Failure by leaps and bounds

I was listening to another great seminar (don’t remember which), but there was a side comment on evolution. Basically, nature can really only make incremental steps, building and changing only what it has. Making a huge evolutionary leap is hard. For, example, wings evolved from feathered arms. Nature just didn’t leap to birds.

And the same, I think, applies to products. I think that one reason big complex products fail is because the leap too big, the number of changes to large, the scale of complexity affecting everything. For example, space travel and nuclear reactors are complex endeavors that we leaped into, but they are plagued with difficulties, and, as with space, no mere mortal can do it. I think this also is part of the reason that biotech is still struggling -it’s a jump into a complex product, even if it is one single drug.
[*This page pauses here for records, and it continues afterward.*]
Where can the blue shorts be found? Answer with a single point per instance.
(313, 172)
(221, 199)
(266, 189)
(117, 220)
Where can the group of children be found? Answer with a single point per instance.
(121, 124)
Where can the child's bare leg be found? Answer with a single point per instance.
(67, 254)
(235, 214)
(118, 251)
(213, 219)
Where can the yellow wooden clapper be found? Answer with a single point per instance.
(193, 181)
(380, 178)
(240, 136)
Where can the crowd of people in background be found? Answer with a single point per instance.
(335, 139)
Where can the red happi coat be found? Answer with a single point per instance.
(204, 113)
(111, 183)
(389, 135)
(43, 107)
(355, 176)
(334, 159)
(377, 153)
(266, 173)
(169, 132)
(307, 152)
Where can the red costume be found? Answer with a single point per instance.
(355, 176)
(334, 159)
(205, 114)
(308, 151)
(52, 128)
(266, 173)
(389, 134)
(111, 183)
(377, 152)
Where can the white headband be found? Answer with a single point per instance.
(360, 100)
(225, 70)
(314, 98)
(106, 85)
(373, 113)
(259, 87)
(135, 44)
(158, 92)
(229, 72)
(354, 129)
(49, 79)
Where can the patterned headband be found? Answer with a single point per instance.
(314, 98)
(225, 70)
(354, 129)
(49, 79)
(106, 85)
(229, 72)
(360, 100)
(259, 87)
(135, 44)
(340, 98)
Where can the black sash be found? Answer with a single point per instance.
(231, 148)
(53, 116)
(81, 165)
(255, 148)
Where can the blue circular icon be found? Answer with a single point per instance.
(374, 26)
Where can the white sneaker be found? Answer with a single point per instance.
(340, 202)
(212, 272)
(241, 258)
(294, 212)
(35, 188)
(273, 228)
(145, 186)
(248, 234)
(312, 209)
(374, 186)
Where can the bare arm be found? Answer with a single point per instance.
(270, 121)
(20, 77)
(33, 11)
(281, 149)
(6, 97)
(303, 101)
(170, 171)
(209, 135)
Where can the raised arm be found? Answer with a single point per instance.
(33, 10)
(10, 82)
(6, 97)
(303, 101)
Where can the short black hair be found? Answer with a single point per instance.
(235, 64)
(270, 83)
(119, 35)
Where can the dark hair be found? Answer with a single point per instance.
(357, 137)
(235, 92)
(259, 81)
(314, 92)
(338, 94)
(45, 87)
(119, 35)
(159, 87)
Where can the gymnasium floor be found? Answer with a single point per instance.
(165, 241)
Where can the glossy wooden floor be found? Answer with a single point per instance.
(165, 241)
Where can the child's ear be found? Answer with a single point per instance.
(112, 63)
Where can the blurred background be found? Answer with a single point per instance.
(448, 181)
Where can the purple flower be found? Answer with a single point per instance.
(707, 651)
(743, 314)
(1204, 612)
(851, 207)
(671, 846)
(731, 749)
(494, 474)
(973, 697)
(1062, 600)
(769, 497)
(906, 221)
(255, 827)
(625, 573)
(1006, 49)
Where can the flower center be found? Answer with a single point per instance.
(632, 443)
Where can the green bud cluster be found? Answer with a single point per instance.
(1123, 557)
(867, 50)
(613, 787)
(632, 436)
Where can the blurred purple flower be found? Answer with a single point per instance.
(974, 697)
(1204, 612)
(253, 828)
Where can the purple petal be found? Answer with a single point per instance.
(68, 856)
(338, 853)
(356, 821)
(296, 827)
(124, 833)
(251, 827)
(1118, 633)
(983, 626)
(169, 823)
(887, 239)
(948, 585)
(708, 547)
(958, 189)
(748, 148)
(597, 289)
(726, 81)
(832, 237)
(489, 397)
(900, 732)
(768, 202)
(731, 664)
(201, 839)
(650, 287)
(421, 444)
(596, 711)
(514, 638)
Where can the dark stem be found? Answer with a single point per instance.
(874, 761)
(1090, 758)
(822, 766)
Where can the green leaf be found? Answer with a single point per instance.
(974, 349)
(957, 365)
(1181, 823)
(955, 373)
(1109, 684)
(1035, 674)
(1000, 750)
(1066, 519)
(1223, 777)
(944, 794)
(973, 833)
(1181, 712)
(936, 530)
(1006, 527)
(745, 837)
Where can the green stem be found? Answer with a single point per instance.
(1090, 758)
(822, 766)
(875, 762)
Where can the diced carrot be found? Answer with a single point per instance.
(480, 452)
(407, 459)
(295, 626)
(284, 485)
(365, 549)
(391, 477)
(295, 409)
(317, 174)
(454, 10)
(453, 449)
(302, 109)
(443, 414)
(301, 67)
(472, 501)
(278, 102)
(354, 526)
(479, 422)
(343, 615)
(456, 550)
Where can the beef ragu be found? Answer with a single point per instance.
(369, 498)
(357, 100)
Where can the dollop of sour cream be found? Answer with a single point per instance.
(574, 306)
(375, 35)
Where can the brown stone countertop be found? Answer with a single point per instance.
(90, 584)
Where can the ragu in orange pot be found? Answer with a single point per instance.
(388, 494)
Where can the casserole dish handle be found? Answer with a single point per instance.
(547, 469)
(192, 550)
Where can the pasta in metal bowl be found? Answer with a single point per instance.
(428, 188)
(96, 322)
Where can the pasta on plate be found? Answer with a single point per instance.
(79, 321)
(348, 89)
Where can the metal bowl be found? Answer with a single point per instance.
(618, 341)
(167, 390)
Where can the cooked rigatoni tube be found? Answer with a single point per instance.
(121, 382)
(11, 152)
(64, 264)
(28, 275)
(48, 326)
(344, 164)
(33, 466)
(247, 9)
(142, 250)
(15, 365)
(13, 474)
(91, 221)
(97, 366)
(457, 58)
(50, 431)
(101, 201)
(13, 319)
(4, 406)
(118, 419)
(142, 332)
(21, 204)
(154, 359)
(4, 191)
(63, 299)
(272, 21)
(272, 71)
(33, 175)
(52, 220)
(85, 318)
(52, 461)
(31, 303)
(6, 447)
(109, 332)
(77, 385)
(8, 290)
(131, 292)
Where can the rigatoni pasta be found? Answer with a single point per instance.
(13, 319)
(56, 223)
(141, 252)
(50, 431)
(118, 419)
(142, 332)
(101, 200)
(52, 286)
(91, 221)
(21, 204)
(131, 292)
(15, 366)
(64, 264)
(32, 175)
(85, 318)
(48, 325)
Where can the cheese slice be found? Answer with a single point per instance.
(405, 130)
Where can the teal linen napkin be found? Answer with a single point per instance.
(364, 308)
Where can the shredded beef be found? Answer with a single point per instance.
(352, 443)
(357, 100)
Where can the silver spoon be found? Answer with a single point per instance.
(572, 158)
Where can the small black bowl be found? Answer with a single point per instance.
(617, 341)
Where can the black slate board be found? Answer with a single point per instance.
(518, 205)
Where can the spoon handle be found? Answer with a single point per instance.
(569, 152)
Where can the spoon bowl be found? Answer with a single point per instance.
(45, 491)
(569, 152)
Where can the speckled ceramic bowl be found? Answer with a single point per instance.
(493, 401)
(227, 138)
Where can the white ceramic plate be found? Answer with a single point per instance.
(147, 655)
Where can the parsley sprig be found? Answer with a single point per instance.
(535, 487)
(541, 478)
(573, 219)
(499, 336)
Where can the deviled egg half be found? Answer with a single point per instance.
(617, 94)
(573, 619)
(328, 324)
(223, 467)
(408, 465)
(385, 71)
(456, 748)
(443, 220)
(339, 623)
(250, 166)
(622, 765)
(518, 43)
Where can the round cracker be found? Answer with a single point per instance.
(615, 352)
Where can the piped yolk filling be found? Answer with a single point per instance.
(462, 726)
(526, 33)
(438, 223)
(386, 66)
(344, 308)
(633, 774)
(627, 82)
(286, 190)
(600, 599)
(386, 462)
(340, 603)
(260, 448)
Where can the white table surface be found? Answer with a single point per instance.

Furthermore, as I’ve been trying to stretch my mind 5,000 years into the future, I think such issues affect our predictions of the future. If you subscribe to the Vinge-Kurzwiel view of the coming Singularity, then you believe in the linearity of technology. But, I think that, all because the components have become bigger, better, and faster, it doesn’t mean that the complexity scales in a manageable way. I think when we arrive to the time of the Singularity, the complexity will keep us from making the fantastic leaps that Vinge and Kurzwiel believe in.*

*Oh, and then there’s the software to run it all. Heh.

1 Comment

  1. There’s a basic inconsistency here, which is that the Singularity can not arise from linearity and incrementalism. It presumes that Strong AI is a “natural” outgrowth of Moore’s Law. There’s little if any actual evidence that this is so. Weak AI is clearly an outgrowth of Moore’s Law, but there’s no empirical reason to believe that Weak and Strong AI are the same species.